Homeowners Association Tax Exempt Entity vs. Non-profit Entity
The term “tax-exempt” refers to the status granted by the IRS to qualifying organizations. ... 501(c)(3) tax exemption applies to Federal income tax and Federal unemployment tax. States also grant tax exemption, but the process and types of exemption vary from state to state. There is a lot of confusion about the difference between nonprofit, and tax-exempt. Many people use these terms interchangeably but they are completely different.
Homeowner Associations are non-profit corporations, under special rules granted by the IRS that make a part, if not all, of the receipts (or “income”) exempt from tax, it is not a non-profit entity. Only charities and other similar organizations are considered non-taxable entities by the government. Homeowner Associations are taxed under Internal Revenue Code (IRC) Section 528 which defines the type of income the IRS considers taxable and also defines the type of income the IRS considers non-taxable. Some are not taxable, other types of income are taxable.

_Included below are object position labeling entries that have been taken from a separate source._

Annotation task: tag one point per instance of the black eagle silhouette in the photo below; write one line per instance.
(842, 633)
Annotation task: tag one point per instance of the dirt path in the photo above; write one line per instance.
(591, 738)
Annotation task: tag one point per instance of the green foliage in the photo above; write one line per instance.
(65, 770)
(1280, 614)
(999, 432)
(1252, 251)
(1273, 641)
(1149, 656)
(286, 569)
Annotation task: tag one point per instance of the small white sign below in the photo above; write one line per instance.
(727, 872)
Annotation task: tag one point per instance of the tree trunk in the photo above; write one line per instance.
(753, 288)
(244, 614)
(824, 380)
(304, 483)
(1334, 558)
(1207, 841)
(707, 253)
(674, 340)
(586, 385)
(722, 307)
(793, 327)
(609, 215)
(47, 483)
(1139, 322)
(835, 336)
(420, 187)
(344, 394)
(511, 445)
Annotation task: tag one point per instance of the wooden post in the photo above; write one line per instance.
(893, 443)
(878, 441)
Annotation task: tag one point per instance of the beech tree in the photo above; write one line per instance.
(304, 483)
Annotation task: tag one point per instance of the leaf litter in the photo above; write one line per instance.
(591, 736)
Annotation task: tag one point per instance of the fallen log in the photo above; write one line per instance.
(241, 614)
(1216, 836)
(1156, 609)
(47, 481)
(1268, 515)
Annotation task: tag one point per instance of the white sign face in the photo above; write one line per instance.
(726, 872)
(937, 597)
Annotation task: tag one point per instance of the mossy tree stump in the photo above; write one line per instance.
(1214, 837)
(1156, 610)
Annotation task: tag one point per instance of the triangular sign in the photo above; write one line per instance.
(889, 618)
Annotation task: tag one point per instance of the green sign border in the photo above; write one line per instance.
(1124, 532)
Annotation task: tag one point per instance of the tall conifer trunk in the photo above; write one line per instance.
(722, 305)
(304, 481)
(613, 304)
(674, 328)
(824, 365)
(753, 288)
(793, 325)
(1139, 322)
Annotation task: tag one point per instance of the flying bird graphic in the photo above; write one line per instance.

Homeowner Associations do not have a tax exempt status and accordingly, they do not have a tax-exempt letter from the IRS. The organizational documents for a Homeowner Association would not include verbiage indicating that they have tax exempt status because they do not qualify. Only organizations that qualify for the code section 501(c)(3) tax-exempt status (like charities, churches, schools and other fully tax-exempt organizations) are eligible for tax-exempt status. Homeowner Associations are not part of this group of organizations. They are not for profit but they are not tax exempt.
Because they are not a tax exempt organization, there is no requirement to provide documentation regarding the organizational documents or a tax exempt letter, as no letter exists. They cannot lose their tax exempt status because they are not a tax exempt organization, so there is no exempt status to lose.